Newport City Homes (NCH), a non-profit social landlord in South Wales, is implementing unified communications (UC) and collaboration, maximising efficiency in the call centre.
“We were set up in 2009 to take over the City Council's housing stock. Being a new organisation gave the opportunity to bring in new technology to a greenfield site,” NCH network manager Darren Lloyd explained at last week's UC Expo in London.
NCH installed Microsoft's OCS suite of communications tools -- now renamed Lync -- alongside MS Office. The IT team had “no previous skills in telephony,” but was able to make significant changes in that arena since “UC is more about the back-office systems you integrate with than it is about telephony,” said Lloyd.
Who needs a PBX after implementing unified communications?
One of those changes that NCH made in the telephony arena was the choice to avoid a PBX. NCH decided to simplify and optimise its UC system by using USB plug-in Jabra handsets, and headsets from GN Netcom, instead of separate IP phones.

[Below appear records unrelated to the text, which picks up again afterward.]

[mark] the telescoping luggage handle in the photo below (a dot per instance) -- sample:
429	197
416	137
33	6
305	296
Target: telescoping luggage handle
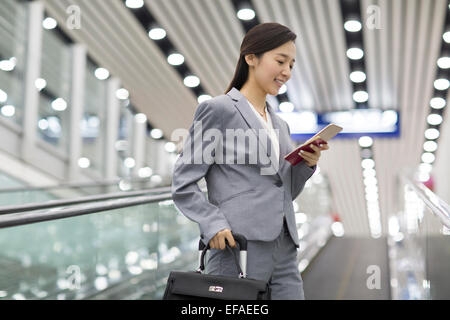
242	242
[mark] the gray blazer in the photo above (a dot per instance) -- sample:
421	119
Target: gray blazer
240	196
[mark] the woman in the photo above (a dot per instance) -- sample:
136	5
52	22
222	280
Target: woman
251	187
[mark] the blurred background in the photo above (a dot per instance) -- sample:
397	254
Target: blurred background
93	93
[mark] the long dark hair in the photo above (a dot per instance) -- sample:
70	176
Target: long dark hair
259	39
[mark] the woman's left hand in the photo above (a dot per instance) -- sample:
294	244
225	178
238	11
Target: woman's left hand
311	159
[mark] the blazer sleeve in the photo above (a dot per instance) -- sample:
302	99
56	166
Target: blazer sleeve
187	196
300	173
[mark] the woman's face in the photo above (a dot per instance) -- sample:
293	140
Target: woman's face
274	67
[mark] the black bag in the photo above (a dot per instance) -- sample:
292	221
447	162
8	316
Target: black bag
195	285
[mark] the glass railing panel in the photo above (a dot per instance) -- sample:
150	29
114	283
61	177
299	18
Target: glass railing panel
16	196
118	254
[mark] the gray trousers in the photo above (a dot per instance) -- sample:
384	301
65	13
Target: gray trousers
274	262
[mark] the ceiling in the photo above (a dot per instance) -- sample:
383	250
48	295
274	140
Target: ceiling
400	63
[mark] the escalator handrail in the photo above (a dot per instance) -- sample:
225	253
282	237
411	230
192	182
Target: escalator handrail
69	202
23	218
438	206
73	185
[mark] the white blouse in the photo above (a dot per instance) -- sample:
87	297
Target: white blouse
268	126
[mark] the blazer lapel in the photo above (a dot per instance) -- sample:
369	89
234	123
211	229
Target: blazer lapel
252	121
281	134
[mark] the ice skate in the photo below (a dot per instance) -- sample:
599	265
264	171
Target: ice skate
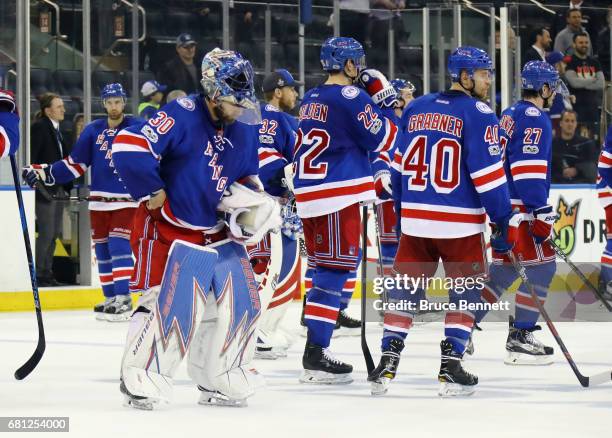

Not only do these handsets and headsets provide “fantastic sound quality,” but since they are PC-powered and the PCs connect via standard Ethernet switches, there is no need to buy expensive additional Power over Ethernet switches to support IP phones, Lloyd explained.
Employees didn't necessarily take to the headsets at first, but that quickly changed. Initially, NCH bought 75% handsets and 25% headsets, as people often culturally associate the latter with call centres rather than back -office roles. But once users trusted the sound quality and saw the benefit in freeing up their hands, NCH shifted to 50/50 headsets and handsets.
Employees also grew to trust wireless headsets. “Initially, people thought wireless headsets would be unreliable, but we have dispelled that, and now people who have corded headsets see their colleagues with wireless ones able to get up and move around, and they want that too,” Lloyd said.
Implementing unified communications with presence changes the call centre
NCH's move to implement unified communications and collaboration -- specifically the presence application -- has altered the way its call centre does business. Previously, contact centre agents had to call other employees in various departments until they found one who was available to help. Now, they can see who is available immediately and use instant messaging to get a quick answer for the customer. In fact, they can get multiple questions answered in various departments at once.
“Stress levels have dropped in our call centre,” Lloyd said. His team also “only spends 30% of the time keeping the lights on.”
“We spend 70% developing systems -- we're able to do that because we went down the integrated route,” he said. The next step will be to integrate social media requests and send them to an agent in addition to making phone calls.
When implementing unified communications isn't quite enough for the call centre
NCH's contact centre proved that it needs more than just the basic UC technology. “UC is great, but it didn’t provide our managers with clear enough statistics. For example, busy times, if calls got abandoned, where they got abandoned and so on,” Lloyd said. Therefore, NCH brought Aspect Software's UIP 7 customer contact platform to look after areas such as inbound call routing, relationship management and reporting.
“The contact relationship manager [CRM] is on top of it all, giving one screen for the agents to work from,” Lloyd explained. “It records previous contacts with the tenant so there's no need for the customer to keep repeating their story. The repairs system feeds into it, the telephony system feeds calls into it and so on. Each tenant has a 'patch officer' -- the agent can see their availability immediately -- it's all there in one application. It can link through to Outlook for email too, and you can associate email with a CRM record, for example, by address. We're pretty much in the first stage of Aspect installation, but we've already seen customer waiting times drop 50%.”
However, using Aspect means NCH has separate UC and telephony applications, so it is now working to integrate Aspect with Lync to get back to a single application, said Lloyd.